Amplification of the chromosomal region 3q26-27 is one of the most recurrent genetic alterations in head and neck squamous cell carcinomas (HNSCC) and other carcinomas, which has been associated with tumor progression and poor patient prognosis [11,12]. SOX2 located at 3q26 has emerged as a candidate tumor driver gene within this locus [7,13,14,15]. SOX2 amplification and overexpression has been implicated in many tumor types, but mostly in squamous carcinomas of various localizations (lung, esophagus, head and neck) [13,14,15,16,17,18,19].

The role of SOX2 in HNSCC progression and its impact on prognosis and disease outcome has been subject of intense investigation [7,11,20,21,22,23]. However, the role of SOX2 in the early stages of HNSCC tumorigenesis and its possible contribution to malignant transformation and acquisition of an invasive phenotype remains unexplored.

This study investigates for the first time SOX2 protein expression and gene amplification in the early stages of HNSCC tumorigenesis using a large series of 94 laryngeal precancerous lesions. Correlations with the risk of progression to invasive carcinoma and with the histopathological classification (current gold standard) were established. Our findings uncover the clinical application of SOX2 expression as an independent predictor of laryngeal cancer risk in patients with laryngeal precancerous lesions, showing superior predictive value to the current World Health Organization (WHO) histological classification.

2. Materials and Method

2.1. Patients and Tissue Specimens

Surgical tissue specimens from patients who were diagnosed of laryngeal dysplasia at the Hospital Universitario Central de Asturias between 1996 and 2010 were retrospectively collected, in accordance with approved institutional review board guidelines.
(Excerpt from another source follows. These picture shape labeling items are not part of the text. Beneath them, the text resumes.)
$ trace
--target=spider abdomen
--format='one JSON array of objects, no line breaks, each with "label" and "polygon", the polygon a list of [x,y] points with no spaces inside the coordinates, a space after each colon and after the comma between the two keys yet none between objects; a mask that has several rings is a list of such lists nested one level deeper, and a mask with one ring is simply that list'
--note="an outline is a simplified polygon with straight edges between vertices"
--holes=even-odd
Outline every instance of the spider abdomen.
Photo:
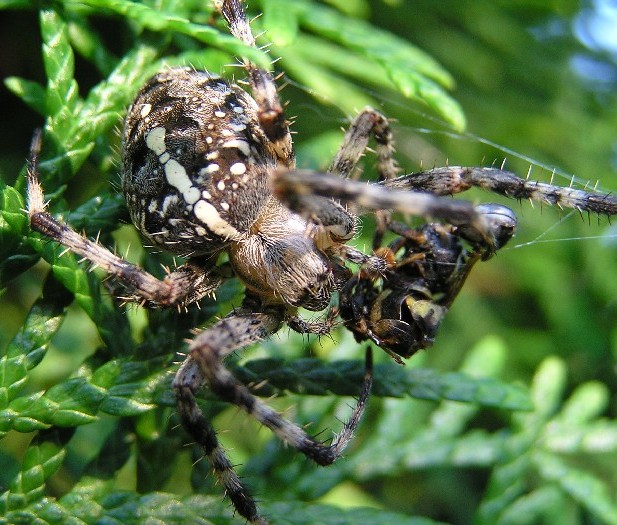
[{"label": "spider abdomen", "polygon": [[256,112],[248,94],[205,71],[152,77],[123,132],[122,187],[142,234],[187,256],[246,234],[276,165]]}]

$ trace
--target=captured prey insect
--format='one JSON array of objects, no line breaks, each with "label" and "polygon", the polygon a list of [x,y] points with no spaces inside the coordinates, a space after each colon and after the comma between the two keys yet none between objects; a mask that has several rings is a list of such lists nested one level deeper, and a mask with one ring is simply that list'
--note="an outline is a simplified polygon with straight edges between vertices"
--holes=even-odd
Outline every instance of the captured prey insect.
[{"label": "captured prey insect", "polygon": [[[242,3],[225,0],[217,7],[231,33],[254,46]],[[338,313],[358,340],[373,341],[401,362],[431,344],[471,268],[490,258],[516,229],[516,217],[505,206],[473,206],[444,196],[475,186],[606,215],[617,214],[617,199],[494,168],[447,167],[398,176],[388,120],[372,108],[354,119],[327,173],[296,170],[272,75],[250,61],[244,66],[251,95],[208,72],[175,68],[151,78],[128,110],[122,189],[131,219],[150,243],[187,259],[164,279],[45,211],[37,169],[40,135],[31,152],[28,213],[32,229],[104,269],[125,286],[127,299],[147,307],[195,303],[230,276],[245,286],[242,305],[190,342],[173,388],[184,428],[203,448],[233,507],[247,521],[261,524],[267,521],[196,393],[207,386],[311,460],[328,465],[341,456],[366,406],[371,354],[348,421],[324,444],[240,384],[223,364],[230,353],[284,325],[327,334]],[[376,144],[379,181],[351,180],[370,139]],[[352,208],[374,211],[380,219],[372,255],[348,244],[358,227]],[[391,220],[392,211],[440,223],[410,228]],[[382,246],[386,231],[395,240]],[[223,253],[227,261],[221,263]],[[359,269],[354,273],[348,263]],[[308,322],[299,316],[300,308],[328,313],[323,321]]]}]

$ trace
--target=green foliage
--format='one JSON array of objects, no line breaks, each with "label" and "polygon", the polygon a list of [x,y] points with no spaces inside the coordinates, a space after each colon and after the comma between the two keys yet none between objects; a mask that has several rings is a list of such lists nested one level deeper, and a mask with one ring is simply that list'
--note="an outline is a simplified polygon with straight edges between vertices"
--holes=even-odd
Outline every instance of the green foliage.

All experimental procedures were conducted in accordance to the Declaration of Helsinki and approved by Institutional Ethics Committee of the Hospital Universitario Central de Asturias, and by the Regional CEIC from Principado de Asturias (date of approval: 18 July 2013; approval number: 81/2013) for the project PI13/00259. Informed consent was obtained from all patients. Patients must meet the following criteria to be included in the study: (i) pathological diagnosis of laryngeal dysplasia; (ii) with lesions of the vocal folds (iii) no previous history of head and neck cancer; (iv) complete excisional biopsy of the lesion; (v) a minimum follow-up of five years (or until progression to malignancy occurred); and (vi) patients with a diagnosis of laryngeal dysplasia who developed cancer within the next six months were excluded from the study. A total of 94 patients who met these criteria were included in this study. All the patients were treated with macroscopically complete excisional biopsy of the lesion, either with CO2 laser or with cold instruments. Microscopically surgical margins were not assessed. No other treatments were administered. Follow up with the patients occurred every two months in the first six months after completing the treatment, every three months until the second year, and every six months thereafter.
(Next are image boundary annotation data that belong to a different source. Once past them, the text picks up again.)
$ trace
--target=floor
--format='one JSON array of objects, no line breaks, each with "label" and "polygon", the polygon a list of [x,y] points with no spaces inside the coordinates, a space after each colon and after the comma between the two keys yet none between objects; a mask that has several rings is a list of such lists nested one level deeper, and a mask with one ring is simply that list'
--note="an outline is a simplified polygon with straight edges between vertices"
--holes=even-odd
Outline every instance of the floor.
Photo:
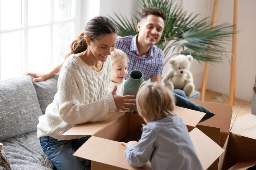
[{"label": "floor", "polygon": [[[200,89],[198,90],[199,91],[200,91]],[[224,96],[222,94],[206,90],[205,97],[205,101],[228,104],[228,96]],[[251,105],[252,103],[251,102],[249,102],[240,99],[236,99],[235,104],[233,106],[232,119],[234,119],[236,117],[240,107],[241,107],[241,108],[237,115],[238,117],[247,113],[251,114]]]}]

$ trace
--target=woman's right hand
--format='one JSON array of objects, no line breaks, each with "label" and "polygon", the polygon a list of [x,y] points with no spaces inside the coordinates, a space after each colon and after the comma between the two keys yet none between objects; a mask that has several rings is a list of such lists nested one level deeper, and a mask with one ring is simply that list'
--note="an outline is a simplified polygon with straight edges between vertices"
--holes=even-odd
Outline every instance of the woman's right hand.
[{"label": "woman's right hand", "polygon": [[135,99],[129,99],[130,98],[133,97],[133,95],[128,95],[127,96],[119,96],[115,93],[117,88],[116,86],[115,86],[113,91],[111,92],[113,95],[114,100],[115,101],[115,106],[117,109],[121,109],[126,110],[130,110],[128,108],[126,108],[125,106],[134,106],[135,105],[132,102],[136,101]]},{"label": "woman's right hand", "polygon": [[23,74],[23,75],[31,75],[35,77],[33,81],[35,82],[45,81],[46,78],[44,74],[31,72],[27,72]]}]

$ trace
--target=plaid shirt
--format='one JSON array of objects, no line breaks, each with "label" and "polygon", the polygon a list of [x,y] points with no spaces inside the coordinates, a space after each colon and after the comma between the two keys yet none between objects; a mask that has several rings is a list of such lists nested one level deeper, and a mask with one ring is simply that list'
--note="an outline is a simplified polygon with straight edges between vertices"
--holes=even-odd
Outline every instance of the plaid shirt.
[{"label": "plaid shirt", "polygon": [[139,54],[136,44],[136,37],[138,35],[124,37],[118,36],[116,40],[115,48],[126,53],[129,60],[128,62],[128,74],[125,77],[125,80],[129,77],[131,72],[135,70],[143,73],[145,81],[148,80],[153,75],[161,75],[164,54],[154,45],[151,46],[147,53],[141,56]]}]

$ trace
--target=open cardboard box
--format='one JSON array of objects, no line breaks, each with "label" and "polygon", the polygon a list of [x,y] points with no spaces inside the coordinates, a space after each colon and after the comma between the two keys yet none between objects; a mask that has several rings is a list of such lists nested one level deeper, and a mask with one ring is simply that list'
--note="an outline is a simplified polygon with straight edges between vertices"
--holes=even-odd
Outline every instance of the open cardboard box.
[{"label": "open cardboard box", "polygon": [[225,143],[220,169],[228,169],[239,162],[256,161],[256,116],[247,114],[231,122],[233,124]]},{"label": "open cardboard box", "polygon": [[[215,113],[216,115],[197,125],[205,113],[177,106],[175,113],[187,125],[204,169],[217,169],[218,158],[224,151],[221,142],[225,138],[226,133],[227,136],[228,133],[232,106],[198,101],[193,101]],[[211,120],[214,118],[213,120]],[[77,125],[62,135],[93,136],[73,154],[91,160],[92,169],[138,169],[126,161],[124,153],[126,148],[119,141],[141,123],[145,123],[137,114],[110,112],[101,121]],[[151,168],[150,163],[148,162],[142,168],[139,169]]]},{"label": "open cardboard box", "polygon": [[[256,161],[249,161],[243,162],[238,162],[228,170],[246,170],[256,165]],[[255,168],[254,169],[255,169]]]}]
Representative tissue sections from the original biopsy material were obtained from archival, paraffin embedded blocks and the histological diagnosis and epithelial dysplasia grade was confirmed in all the cases by an experienced pathologist (MSFG). The sections selected for study also contained normal epithelia as internal controls. The premalignant lesions were classified into the categories of low-grade and high-grade dysplasia following the WHO classification (4th Edition) [24].

2.2. Gene Amplification Analysis

The protocol for DNA extraction from paraffin-embedded tissue sections has been described elsewhere [25]. DNA extracted from normal mucosa obtained from non-oncologic patients was used as calibrator sample. Gene amplification was evaluated by real-time PCR (Q-PCR) in an ABI PRISM 7500 Sequence detector (Applied Biosystems, Foster City, CA, USA) using Power SYBR Green PCR Master Mix and oligonucleotides with the following sequences: for the SOX2 gene, Fw, 5′- CTCCGGGACATGATCAGC-3′ and Rv, 5′- CTGGGACATGTGAAGTCTGC-3′; and for the reference gene COL7A1 (located at 3p21), Fw, 5′- ACCCAGTACCGCATCATTGTG-3′ and Rv, 5′- TCAGGCTGGAACTTCAGTGTGT-3′. Samples were analyzed in triplicates and template-free blanks were also included.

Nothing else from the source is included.